MY DINNER WITH ANDRÉ
1981, Janus Films, 110 min, USA, Dir: Louis Malle

In this captivating and philosophical film, actor and playwright Wallace Shawn sits down with theater director friend André Gregory at a restaurant on New York’s Upper West Side, and the pair proceed through an alternately whimsical and despairing confessional about love, death, money and all the superstition in between. Playing variations on their own New York–honed personas, Shawn and Gregory, who also cowrote the screenplay, dive in with introspective intellectual gusto, and Malle captures it all with a delicate, artful detachment.
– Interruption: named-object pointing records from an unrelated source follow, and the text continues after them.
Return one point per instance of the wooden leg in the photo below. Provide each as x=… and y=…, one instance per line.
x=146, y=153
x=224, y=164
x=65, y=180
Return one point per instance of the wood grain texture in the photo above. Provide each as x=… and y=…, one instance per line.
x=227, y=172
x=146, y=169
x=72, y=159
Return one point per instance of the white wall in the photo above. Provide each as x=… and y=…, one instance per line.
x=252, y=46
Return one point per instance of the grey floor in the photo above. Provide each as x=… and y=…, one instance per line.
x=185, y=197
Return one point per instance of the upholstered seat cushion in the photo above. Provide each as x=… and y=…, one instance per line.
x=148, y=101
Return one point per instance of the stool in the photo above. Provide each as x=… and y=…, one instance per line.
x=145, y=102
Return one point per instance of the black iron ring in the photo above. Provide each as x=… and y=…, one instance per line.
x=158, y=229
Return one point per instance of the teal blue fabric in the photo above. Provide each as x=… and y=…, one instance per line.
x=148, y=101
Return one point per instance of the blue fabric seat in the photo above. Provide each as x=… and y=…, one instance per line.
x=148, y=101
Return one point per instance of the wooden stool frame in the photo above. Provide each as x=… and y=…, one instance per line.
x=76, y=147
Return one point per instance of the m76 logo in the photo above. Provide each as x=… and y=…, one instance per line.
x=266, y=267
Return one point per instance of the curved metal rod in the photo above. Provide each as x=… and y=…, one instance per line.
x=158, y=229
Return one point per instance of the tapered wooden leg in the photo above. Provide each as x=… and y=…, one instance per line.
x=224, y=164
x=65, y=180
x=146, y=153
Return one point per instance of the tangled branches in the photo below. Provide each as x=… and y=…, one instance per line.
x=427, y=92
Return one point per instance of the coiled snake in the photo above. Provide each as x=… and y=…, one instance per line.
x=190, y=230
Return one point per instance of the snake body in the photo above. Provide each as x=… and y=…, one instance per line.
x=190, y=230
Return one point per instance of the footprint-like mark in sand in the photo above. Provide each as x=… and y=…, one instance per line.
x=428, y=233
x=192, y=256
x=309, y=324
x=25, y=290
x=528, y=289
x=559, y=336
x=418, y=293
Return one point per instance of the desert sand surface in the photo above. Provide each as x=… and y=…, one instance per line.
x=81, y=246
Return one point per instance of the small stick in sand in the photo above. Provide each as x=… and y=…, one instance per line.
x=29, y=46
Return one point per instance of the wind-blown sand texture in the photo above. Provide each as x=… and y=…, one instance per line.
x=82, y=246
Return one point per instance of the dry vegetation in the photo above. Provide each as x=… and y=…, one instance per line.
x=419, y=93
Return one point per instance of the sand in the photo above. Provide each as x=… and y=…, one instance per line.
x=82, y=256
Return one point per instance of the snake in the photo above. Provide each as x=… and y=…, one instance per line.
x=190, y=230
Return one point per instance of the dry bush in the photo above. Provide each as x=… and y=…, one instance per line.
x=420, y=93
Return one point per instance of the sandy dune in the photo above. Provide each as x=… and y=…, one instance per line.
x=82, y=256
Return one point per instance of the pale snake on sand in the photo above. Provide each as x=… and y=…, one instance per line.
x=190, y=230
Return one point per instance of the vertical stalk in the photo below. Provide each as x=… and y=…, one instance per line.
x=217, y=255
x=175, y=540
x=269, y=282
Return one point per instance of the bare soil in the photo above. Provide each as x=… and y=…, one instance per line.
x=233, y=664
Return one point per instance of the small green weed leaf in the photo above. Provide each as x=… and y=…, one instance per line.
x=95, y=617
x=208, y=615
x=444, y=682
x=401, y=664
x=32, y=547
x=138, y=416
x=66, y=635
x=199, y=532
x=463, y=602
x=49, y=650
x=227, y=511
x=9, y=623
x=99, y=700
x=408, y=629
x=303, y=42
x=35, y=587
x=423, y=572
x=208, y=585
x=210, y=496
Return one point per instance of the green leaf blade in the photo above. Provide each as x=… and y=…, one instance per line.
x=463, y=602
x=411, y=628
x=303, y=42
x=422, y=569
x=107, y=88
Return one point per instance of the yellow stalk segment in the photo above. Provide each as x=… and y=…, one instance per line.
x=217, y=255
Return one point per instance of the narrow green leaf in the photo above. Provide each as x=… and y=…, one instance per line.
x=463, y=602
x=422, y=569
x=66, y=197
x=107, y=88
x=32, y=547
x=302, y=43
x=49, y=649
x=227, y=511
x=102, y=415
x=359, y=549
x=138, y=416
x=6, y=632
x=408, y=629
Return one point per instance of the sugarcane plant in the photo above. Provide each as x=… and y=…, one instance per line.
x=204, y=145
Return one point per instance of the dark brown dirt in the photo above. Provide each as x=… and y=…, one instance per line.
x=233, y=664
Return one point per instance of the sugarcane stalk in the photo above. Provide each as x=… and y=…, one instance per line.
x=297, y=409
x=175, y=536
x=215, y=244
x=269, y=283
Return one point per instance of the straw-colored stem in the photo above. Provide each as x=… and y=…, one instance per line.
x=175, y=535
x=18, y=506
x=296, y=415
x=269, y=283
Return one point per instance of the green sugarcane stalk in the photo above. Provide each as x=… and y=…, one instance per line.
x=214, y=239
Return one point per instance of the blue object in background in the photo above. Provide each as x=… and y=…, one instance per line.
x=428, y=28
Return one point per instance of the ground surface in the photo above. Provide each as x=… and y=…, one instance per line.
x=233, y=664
A fascinating freeze-frame of cosmopolitan culture, MY DINNER WITH ANDRÉ remains a unique work in cinema history.


ELEVATOR TO THE GALLOWS
ASCENSEUR POUR L’ECHAFAUD
1958, Rialto Pictures, 91 min, France, Dir: Louis Malle

“I knew I loved you, but I thought only of myself,” murmurs gorgeous Jeanne Moreau - after setting in motion a murderous plot involving her fat-cat husband, a young intelligence officer (Maurice Ronet) and some of the darkest twists and turns in French cinema. Made when Malle was only 25 years old, this film helped jump-start the French New Wave. The dazzling cinematography of Henri Decaë (who also shot THE 400 BLOWS) is enhanced by Miles Davis’ haunting jazz score.